According to the Jungian analyst Edward Edinger, the central aim of all religious practices is to keep the the individual (ego) related to the Deity (Self) (published in “Ego and Archetype”, Shambhala Publications, 1972).

“All religions are repositories of transpersonal experience and Archetypal images. Religious ceremonies of all kinds provide the individual with the experience of being related meaningfully to these to these transpersonal categories. It is doubtful if collective human life can survive without some common shared sense of awareness of these transpersonal categories. Religion is the best collective protection available against both inflation and alienation.”

But Edinger warns that once religion loses it’s to carry the projection of the collective Self, we have the condition which Nietzsche announced for the modern world, as “G-d is dead!”

As a result of this loss of repository function, the containing function is lost, and this psychic energy flows back to the individual.

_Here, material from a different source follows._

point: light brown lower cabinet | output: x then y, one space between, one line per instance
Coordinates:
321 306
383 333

The fact is, that large numbers of individuals living in Western society no longer have a container for suprapersonal categories or archetypes by which they can understand life experience.

This is a dangerous state of affairs because when such categories do not exist, the ego is likely to think of itself as everything (inflated) or nothing (alienated).

Without religions sharing collective projections joined harmoniously and regulated through shared symbolism, mythology and rites, inflation ensues, resulting in racial, political, or religious fanaticism.

According to Edinger, this malady, is a modern phenomenon, which would not have occurred but for the breakdown of shared transpersonal values previously contained by traditional collective values and traditions.